We spent a bit of time talking about how the game’s literal nonstop humor is grounded by a more serious narrative. Still, I’m willing to bet that a pretty high percentage of those 10,000 pages contain jokes, satire and the Adult Swim-type ironic cultural observation the first game was based on. There are a ton of Easter eggs, not unlike High on Life’s FMV full-length movie within the game.

One of the more frustrating elements of the first game was that platforming felt less refined than the shooting, narrative and dialogue. Meyr said players can expect much more fluid movement this time around. Previews and early hands-on playtime seem to confirm this, with the player zipping around the world on a smooth-gliding skateboard.

The Beauty of Small

Robbins and Meyr said that while the Squanch Games team has grown to around 80, it still feels like a small indie studio, with different departments easily able to share and communicate. It also means that Meyr can still track various aspects of the production in real time. There’s no outsourcing either the art or the writing.
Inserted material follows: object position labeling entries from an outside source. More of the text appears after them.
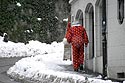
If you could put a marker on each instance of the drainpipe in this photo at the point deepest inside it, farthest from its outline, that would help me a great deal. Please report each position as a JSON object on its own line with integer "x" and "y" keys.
{"x": 104, "y": 40}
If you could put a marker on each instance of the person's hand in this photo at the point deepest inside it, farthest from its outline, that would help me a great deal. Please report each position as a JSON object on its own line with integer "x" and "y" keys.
{"x": 65, "y": 41}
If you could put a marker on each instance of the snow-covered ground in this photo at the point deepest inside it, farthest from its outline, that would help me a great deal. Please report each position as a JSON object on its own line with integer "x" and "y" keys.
{"x": 43, "y": 63}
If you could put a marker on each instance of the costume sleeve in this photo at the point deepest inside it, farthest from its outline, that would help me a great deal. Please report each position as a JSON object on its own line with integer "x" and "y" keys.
{"x": 68, "y": 32}
{"x": 85, "y": 37}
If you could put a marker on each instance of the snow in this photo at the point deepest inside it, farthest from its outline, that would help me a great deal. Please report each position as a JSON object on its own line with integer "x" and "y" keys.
{"x": 42, "y": 62}
{"x": 18, "y": 4}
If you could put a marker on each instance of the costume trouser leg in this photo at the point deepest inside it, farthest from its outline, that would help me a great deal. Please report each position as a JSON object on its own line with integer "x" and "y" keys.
{"x": 78, "y": 56}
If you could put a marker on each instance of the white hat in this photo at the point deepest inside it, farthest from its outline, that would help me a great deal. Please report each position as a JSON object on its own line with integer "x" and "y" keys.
{"x": 76, "y": 23}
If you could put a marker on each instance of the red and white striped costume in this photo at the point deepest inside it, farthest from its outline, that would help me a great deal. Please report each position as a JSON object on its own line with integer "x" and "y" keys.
{"x": 77, "y": 36}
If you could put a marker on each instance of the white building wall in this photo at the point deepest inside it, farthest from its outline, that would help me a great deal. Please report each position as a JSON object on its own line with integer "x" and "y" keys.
{"x": 116, "y": 41}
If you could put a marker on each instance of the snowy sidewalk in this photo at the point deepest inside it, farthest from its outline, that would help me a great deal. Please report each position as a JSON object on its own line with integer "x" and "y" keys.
{"x": 44, "y": 63}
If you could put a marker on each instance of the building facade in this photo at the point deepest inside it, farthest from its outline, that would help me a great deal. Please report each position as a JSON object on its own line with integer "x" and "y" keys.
{"x": 105, "y": 25}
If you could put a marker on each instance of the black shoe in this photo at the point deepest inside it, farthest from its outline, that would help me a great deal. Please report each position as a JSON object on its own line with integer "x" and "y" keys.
{"x": 76, "y": 70}
{"x": 81, "y": 67}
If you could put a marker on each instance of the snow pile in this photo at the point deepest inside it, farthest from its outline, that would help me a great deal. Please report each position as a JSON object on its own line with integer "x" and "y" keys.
{"x": 34, "y": 48}
{"x": 44, "y": 64}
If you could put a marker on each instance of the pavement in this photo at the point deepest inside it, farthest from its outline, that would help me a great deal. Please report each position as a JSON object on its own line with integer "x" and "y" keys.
{"x": 5, "y": 64}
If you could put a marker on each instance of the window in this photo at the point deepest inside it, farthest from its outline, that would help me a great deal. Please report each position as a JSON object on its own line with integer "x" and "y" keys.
{"x": 120, "y": 11}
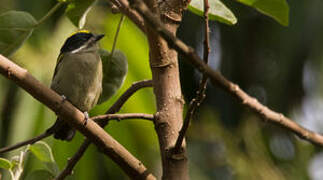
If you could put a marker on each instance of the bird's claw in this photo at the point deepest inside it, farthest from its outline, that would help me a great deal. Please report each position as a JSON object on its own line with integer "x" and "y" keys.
{"x": 86, "y": 118}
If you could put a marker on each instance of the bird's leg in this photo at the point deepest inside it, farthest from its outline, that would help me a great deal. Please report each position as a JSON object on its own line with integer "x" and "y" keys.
{"x": 60, "y": 104}
{"x": 86, "y": 117}
{"x": 63, "y": 98}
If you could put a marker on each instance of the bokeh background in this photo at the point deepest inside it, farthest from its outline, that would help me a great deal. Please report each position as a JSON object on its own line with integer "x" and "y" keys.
{"x": 281, "y": 66}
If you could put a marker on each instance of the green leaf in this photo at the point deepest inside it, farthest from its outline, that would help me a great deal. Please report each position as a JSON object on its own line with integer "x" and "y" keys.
{"x": 277, "y": 9}
{"x": 15, "y": 28}
{"x": 52, "y": 167}
{"x": 39, "y": 174}
{"x": 42, "y": 151}
{"x": 115, "y": 69}
{"x": 218, "y": 11}
{"x": 5, "y": 164}
{"x": 77, "y": 11}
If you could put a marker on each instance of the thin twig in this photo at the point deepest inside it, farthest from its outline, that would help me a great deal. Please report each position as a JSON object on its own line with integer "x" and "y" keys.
{"x": 106, "y": 117}
{"x": 113, "y": 109}
{"x": 117, "y": 34}
{"x": 200, "y": 93}
{"x": 23, "y": 143}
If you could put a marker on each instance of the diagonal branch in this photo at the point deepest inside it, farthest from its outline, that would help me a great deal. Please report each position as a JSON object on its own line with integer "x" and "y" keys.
{"x": 24, "y": 143}
{"x": 107, "y": 117}
{"x": 113, "y": 109}
{"x": 109, "y": 146}
{"x": 100, "y": 118}
{"x": 219, "y": 80}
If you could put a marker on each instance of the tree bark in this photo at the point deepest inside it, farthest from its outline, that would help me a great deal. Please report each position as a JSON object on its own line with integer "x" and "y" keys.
{"x": 167, "y": 89}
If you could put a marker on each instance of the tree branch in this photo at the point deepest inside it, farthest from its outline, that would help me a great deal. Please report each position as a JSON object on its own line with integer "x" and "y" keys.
{"x": 113, "y": 109}
{"x": 24, "y": 143}
{"x": 107, "y": 117}
{"x": 109, "y": 146}
{"x": 219, "y": 80}
{"x": 101, "y": 118}
{"x": 200, "y": 93}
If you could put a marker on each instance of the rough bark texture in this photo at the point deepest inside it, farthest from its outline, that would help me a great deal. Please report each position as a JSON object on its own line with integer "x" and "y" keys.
{"x": 167, "y": 89}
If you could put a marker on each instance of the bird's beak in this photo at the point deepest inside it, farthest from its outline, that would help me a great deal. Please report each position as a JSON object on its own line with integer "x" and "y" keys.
{"x": 98, "y": 37}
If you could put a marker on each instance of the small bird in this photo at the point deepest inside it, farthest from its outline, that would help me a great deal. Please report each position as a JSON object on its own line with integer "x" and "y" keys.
{"x": 77, "y": 77}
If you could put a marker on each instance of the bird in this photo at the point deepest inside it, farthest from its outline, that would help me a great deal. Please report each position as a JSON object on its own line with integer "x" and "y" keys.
{"x": 77, "y": 77}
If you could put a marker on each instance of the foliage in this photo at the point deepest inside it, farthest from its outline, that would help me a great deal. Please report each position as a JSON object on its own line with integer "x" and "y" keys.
{"x": 137, "y": 136}
{"x": 277, "y": 9}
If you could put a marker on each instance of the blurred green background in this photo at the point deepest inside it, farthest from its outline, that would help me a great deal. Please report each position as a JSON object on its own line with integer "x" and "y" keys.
{"x": 281, "y": 66}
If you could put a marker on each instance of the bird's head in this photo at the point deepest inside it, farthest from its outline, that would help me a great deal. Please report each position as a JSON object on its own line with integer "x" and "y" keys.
{"x": 80, "y": 41}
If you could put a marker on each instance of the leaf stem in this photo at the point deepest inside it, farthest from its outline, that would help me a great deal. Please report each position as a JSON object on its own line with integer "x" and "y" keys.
{"x": 116, "y": 35}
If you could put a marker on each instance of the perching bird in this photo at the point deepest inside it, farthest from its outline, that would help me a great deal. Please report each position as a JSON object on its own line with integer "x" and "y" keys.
{"x": 78, "y": 77}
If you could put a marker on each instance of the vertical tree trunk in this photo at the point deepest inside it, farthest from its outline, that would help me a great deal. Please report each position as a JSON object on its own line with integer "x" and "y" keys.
{"x": 167, "y": 89}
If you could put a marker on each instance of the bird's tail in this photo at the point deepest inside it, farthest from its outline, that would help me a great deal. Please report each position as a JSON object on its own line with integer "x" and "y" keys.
{"x": 62, "y": 130}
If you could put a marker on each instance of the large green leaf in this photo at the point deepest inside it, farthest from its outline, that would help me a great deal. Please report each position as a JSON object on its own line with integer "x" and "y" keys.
{"x": 39, "y": 174}
{"x": 115, "y": 69}
{"x": 218, "y": 11}
{"x": 42, "y": 151}
{"x": 77, "y": 10}
{"x": 15, "y": 28}
{"x": 5, "y": 164}
{"x": 277, "y": 9}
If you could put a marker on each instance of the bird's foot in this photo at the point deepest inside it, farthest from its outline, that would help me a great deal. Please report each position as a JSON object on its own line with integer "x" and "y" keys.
{"x": 63, "y": 98}
{"x": 86, "y": 118}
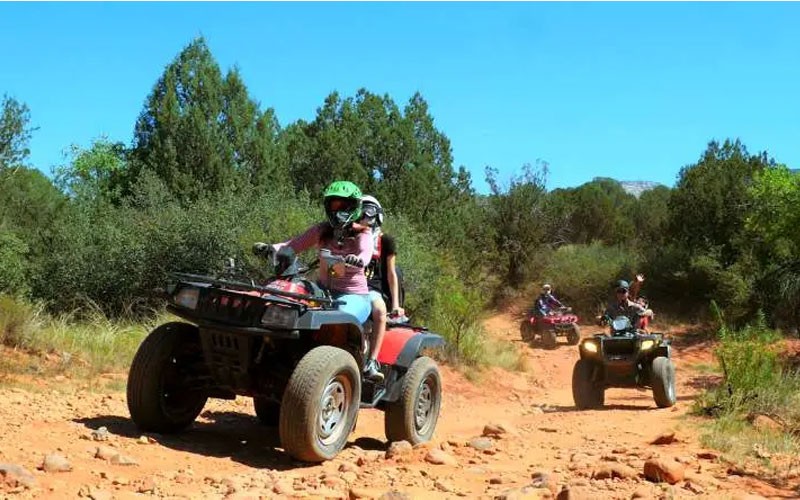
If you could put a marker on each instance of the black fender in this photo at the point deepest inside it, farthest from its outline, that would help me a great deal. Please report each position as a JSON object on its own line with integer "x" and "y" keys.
{"x": 415, "y": 345}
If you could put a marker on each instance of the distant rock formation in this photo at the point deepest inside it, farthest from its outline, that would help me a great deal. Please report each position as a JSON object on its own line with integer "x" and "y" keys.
{"x": 636, "y": 188}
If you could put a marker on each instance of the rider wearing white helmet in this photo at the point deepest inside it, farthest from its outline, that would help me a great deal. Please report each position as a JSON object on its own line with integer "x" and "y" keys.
{"x": 382, "y": 276}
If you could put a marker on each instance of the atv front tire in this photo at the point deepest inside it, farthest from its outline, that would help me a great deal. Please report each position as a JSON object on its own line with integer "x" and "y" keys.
{"x": 413, "y": 417}
{"x": 320, "y": 404}
{"x": 574, "y": 335}
{"x": 526, "y": 331}
{"x": 663, "y": 382}
{"x": 160, "y": 395}
{"x": 585, "y": 392}
{"x": 549, "y": 338}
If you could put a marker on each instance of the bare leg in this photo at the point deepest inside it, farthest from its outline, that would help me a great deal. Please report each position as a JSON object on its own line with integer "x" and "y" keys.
{"x": 379, "y": 326}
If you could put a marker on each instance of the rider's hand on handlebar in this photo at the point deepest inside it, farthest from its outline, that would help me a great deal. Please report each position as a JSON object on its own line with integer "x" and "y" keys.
{"x": 353, "y": 260}
{"x": 263, "y": 249}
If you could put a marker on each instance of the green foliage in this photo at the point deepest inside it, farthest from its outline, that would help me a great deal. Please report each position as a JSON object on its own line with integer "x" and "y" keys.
{"x": 94, "y": 172}
{"x": 19, "y": 321}
{"x": 522, "y": 224}
{"x": 601, "y": 210}
{"x": 708, "y": 208}
{"x": 15, "y": 132}
{"x": 583, "y": 275}
{"x": 201, "y": 133}
{"x": 14, "y": 264}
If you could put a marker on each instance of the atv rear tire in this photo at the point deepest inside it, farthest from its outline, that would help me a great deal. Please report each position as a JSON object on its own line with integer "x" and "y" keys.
{"x": 320, "y": 404}
{"x": 585, "y": 392}
{"x": 160, "y": 398}
{"x": 413, "y": 417}
{"x": 267, "y": 410}
{"x": 663, "y": 382}
{"x": 549, "y": 338}
{"x": 526, "y": 331}
{"x": 574, "y": 335}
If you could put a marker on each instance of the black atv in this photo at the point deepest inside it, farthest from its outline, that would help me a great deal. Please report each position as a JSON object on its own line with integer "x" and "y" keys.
{"x": 283, "y": 343}
{"x": 626, "y": 358}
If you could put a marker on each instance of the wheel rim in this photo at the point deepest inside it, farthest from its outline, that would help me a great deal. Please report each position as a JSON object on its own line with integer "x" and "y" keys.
{"x": 178, "y": 398}
{"x": 334, "y": 406}
{"x": 670, "y": 385}
{"x": 426, "y": 405}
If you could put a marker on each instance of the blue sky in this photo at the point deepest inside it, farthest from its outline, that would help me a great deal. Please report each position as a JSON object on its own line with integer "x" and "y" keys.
{"x": 632, "y": 91}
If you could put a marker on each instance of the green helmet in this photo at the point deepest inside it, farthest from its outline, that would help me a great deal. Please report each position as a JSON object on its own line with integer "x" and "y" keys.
{"x": 342, "y": 201}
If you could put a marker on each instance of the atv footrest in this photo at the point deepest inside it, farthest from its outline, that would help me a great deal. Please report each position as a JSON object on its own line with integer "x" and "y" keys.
{"x": 371, "y": 394}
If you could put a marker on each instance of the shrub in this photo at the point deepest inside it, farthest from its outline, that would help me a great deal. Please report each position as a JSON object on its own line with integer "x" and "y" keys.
{"x": 583, "y": 275}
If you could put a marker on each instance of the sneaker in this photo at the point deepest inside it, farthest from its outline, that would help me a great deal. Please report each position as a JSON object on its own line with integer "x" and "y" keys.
{"x": 372, "y": 371}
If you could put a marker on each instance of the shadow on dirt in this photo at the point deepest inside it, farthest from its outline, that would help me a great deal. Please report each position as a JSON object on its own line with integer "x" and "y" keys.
{"x": 237, "y": 436}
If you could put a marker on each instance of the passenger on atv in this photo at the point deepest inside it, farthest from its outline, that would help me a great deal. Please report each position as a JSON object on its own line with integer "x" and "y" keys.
{"x": 627, "y": 304}
{"x": 383, "y": 279}
{"x": 339, "y": 236}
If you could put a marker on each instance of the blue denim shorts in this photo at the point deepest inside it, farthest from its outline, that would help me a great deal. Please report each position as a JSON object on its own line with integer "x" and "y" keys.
{"x": 356, "y": 305}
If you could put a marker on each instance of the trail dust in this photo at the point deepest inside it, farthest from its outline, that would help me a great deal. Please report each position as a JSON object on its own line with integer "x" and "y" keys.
{"x": 539, "y": 445}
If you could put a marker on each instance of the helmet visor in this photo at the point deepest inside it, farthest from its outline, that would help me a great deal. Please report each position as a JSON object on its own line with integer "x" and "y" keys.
{"x": 369, "y": 210}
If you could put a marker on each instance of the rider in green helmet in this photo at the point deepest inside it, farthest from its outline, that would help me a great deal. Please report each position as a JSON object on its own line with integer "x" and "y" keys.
{"x": 342, "y": 238}
{"x": 342, "y": 200}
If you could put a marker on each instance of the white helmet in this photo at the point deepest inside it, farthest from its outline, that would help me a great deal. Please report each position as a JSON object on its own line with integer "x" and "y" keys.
{"x": 372, "y": 210}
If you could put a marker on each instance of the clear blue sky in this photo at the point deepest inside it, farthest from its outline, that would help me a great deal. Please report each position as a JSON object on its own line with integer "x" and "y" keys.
{"x": 623, "y": 90}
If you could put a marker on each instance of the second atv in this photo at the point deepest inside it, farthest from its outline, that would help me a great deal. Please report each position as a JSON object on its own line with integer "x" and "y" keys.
{"x": 547, "y": 329}
{"x": 628, "y": 357}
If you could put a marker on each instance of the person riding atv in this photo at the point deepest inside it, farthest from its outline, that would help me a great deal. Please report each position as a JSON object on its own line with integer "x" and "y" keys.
{"x": 628, "y": 303}
{"x": 340, "y": 236}
{"x": 546, "y": 301}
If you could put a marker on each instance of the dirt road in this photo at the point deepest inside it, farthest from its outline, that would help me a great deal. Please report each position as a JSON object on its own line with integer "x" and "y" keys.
{"x": 544, "y": 444}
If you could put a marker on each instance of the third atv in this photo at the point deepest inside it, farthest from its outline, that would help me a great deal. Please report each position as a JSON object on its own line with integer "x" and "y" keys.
{"x": 628, "y": 357}
{"x": 548, "y": 328}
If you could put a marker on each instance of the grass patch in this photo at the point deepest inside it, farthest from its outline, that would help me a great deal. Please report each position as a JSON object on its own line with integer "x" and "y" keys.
{"x": 706, "y": 368}
{"x": 83, "y": 346}
{"x": 756, "y": 387}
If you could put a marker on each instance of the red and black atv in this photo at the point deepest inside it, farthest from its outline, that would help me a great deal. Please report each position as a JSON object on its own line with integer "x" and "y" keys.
{"x": 283, "y": 343}
{"x": 560, "y": 322}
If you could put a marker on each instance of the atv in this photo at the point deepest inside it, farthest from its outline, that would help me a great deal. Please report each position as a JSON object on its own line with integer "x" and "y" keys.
{"x": 560, "y": 322}
{"x": 283, "y": 343}
{"x": 628, "y": 357}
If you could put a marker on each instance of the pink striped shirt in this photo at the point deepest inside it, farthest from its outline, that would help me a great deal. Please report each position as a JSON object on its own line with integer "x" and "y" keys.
{"x": 360, "y": 245}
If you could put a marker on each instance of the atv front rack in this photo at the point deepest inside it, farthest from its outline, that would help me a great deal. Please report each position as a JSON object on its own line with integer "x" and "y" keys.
{"x": 248, "y": 287}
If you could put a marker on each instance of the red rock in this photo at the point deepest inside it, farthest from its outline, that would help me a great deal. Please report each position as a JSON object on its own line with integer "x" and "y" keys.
{"x": 658, "y": 470}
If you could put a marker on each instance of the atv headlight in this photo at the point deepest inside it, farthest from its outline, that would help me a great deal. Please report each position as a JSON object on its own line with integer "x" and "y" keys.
{"x": 279, "y": 317}
{"x": 187, "y": 298}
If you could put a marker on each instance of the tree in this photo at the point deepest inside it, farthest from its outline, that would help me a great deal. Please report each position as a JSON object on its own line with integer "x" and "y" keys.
{"x": 520, "y": 219}
{"x": 710, "y": 202}
{"x": 15, "y": 132}
{"x": 201, "y": 133}
{"x": 94, "y": 172}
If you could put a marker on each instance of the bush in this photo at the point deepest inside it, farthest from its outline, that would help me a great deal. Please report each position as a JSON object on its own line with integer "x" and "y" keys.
{"x": 14, "y": 265}
{"x": 755, "y": 383}
{"x": 19, "y": 322}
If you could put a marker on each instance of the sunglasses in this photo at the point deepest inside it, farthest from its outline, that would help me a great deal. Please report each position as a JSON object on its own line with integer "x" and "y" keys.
{"x": 370, "y": 210}
{"x": 340, "y": 204}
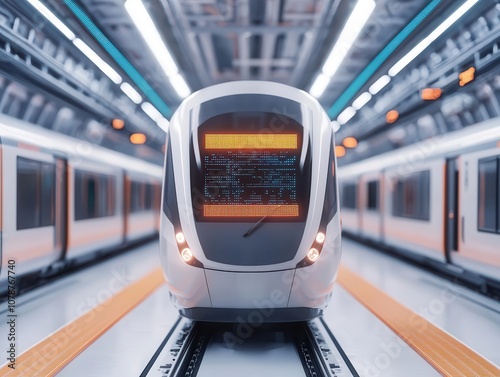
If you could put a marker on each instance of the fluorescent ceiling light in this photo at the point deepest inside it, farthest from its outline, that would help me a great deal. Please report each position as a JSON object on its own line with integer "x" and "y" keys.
{"x": 97, "y": 60}
{"x": 180, "y": 85}
{"x": 346, "y": 115}
{"x": 378, "y": 85}
{"x": 357, "y": 20}
{"x": 319, "y": 85}
{"x": 361, "y": 100}
{"x": 335, "y": 125}
{"x": 53, "y": 19}
{"x": 146, "y": 26}
{"x": 163, "y": 123}
{"x": 151, "y": 111}
{"x": 131, "y": 93}
{"x": 417, "y": 50}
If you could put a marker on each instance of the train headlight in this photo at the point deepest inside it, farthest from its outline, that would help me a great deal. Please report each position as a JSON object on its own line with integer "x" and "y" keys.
{"x": 320, "y": 237}
{"x": 184, "y": 250}
{"x": 187, "y": 255}
{"x": 313, "y": 254}
{"x": 180, "y": 238}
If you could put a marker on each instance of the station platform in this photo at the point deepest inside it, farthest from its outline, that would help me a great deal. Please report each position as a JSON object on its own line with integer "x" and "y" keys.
{"x": 389, "y": 317}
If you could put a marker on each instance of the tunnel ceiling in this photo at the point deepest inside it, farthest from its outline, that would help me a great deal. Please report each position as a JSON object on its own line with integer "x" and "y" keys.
{"x": 288, "y": 41}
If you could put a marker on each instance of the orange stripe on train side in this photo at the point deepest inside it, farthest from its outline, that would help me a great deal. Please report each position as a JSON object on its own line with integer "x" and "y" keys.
{"x": 446, "y": 354}
{"x": 53, "y": 353}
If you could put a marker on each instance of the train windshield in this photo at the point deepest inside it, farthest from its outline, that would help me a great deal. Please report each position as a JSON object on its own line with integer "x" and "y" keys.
{"x": 250, "y": 168}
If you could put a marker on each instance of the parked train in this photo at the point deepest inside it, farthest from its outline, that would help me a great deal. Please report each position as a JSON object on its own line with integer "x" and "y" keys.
{"x": 250, "y": 229}
{"x": 438, "y": 200}
{"x": 64, "y": 201}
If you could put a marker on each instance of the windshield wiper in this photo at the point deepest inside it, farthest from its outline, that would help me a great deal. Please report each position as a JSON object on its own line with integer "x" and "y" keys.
{"x": 256, "y": 225}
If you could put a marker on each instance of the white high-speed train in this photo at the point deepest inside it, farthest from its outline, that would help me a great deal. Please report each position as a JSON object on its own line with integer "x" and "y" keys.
{"x": 438, "y": 200}
{"x": 64, "y": 201}
{"x": 250, "y": 228}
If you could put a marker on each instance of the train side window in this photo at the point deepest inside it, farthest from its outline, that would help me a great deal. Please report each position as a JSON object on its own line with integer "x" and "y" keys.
{"x": 135, "y": 197}
{"x": 488, "y": 195}
{"x": 411, "y": 196}
{"x": 35, "y": 194}
{"x": 372, "y": 199}
{"x": 94, "y": 195}
{"x": 349, "y": 196}
{"x": 148, "y": 200}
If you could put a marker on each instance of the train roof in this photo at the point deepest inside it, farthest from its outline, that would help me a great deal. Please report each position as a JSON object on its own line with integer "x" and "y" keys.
{"x": 16, "y": 130}
{"x": 481, "y": 136}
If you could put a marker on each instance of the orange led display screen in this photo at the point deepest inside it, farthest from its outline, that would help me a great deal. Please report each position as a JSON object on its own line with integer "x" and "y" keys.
{"x": 251, "y": 141}
{"x": 251, "y": 210}
{"x": 251, "y": 167}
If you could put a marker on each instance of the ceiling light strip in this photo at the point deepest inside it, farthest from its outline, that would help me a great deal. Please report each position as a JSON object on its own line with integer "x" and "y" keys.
{"x": 53, "y": 19}
{"x": 355, "y": 23}
{"x": 426, "y": 42}
{"x": 120, "y": 59}
{"x": 98, "y": 61}
{"x": 153, "y": 39}
{"x": 380, "y": 59}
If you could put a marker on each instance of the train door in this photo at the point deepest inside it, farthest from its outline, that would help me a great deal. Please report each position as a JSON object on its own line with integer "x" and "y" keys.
{"x": 61, "y": 218}
{"x": 451, "y": 207}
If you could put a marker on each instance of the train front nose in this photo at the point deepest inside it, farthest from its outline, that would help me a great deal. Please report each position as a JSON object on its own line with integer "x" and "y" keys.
{"x": 247, "y": 290}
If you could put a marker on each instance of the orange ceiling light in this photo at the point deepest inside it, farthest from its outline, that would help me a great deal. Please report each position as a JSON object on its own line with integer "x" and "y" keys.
{"x": 118, "y": 124}
{"x": 431, "y": 94}
{"x": 138, "y": 138}
{"x": 467, "y": 76}
{"x": 350, "y": 142}
{"x": 339, "y": 151}
{"x": 251, "y": 141}
{"x": 392, "y": 116}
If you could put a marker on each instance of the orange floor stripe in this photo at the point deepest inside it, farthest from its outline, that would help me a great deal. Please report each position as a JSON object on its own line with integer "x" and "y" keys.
{"x": 446, "y": 354}
{"x": 49, "y": 356}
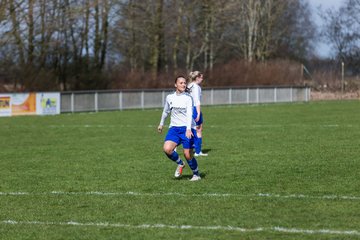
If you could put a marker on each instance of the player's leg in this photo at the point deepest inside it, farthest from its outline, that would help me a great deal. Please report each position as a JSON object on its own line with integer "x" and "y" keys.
{"x": 191, "y": 160}
{"x": 171, "y": 141}
{"x": 198, "y": 140}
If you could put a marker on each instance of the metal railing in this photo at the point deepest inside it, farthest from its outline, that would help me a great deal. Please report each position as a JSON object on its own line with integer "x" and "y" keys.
{"x": 86, "y": 101}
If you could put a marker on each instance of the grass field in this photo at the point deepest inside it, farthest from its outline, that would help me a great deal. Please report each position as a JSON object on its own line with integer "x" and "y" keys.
{"x": 276, "y": 171}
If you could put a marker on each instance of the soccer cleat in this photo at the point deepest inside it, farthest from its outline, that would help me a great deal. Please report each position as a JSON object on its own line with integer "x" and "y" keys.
{"x": 200, "y": 154}
{"x": 195, "y": 178}
{"x": 178, "y": 171}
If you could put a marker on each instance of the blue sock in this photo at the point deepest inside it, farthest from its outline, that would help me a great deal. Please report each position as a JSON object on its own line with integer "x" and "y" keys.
{"x": 193, "y": 165}
{"x": 174, "y": 156}
{"x": 198, "y": 143}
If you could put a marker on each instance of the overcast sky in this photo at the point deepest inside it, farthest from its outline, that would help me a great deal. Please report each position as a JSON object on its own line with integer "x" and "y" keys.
{"x": 323, "y": 49}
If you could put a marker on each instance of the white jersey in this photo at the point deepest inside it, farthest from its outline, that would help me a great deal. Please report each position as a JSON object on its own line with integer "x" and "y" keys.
{"x": 195, "y": 92}
{"x": 181, "y": 107}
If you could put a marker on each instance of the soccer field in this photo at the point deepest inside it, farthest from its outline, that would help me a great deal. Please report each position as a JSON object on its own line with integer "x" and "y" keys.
{"x": 274, "y": 171}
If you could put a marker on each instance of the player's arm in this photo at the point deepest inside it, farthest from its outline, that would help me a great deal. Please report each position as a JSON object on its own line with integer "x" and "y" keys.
{"x": 189, "y": 109}
{"x": 164, "y": 115}
{"x": 197, "y": 104}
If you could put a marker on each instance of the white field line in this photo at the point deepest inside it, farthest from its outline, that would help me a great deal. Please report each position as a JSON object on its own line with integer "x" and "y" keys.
{"x": 222, "y": 228}
{"x": 222, "y": 195}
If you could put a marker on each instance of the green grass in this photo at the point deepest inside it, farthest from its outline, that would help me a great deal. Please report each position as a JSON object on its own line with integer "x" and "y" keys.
{"x": 294, "y": 166}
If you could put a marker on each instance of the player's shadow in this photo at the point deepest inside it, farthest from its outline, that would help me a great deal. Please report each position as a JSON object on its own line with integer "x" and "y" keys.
{"x": 206, "y": 150}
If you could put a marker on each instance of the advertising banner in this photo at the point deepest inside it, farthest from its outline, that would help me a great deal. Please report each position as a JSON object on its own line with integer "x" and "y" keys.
{"x": 47, "y": 103}
{"x": 17, "y": 104}
{"x": 23, "y": 104}
{"x": 5, "y": 105}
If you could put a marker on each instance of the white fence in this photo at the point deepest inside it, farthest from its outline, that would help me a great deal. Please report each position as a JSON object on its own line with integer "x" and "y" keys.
{"x": 131, "y": 99}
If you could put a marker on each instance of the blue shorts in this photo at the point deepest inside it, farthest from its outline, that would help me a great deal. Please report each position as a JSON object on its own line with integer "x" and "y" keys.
{"x": 178, "y": 135}
{"x": 201, "y": 120}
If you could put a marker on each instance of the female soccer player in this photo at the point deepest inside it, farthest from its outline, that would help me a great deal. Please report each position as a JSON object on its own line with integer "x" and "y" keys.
{"x": 195, "y": 79}
{"x": 181, "y": 129}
Snarky humor in shooters isn’t new. Games like Duke Nukem 3D — the GOAT if ever there was one — combined literal toilet humor with not-so-subtle cultural satire. High on Life 2 rests comfortably in that long tradition. What makes it stand out is the high (pardon the pun) quality of its writing and voice work, its imaginative shooter mechanics and engaging fiction and world design. High on Life 2 releases any day now, and I couldn’t be more excited to get my hands on more smack-talking guns and psychopathic knives.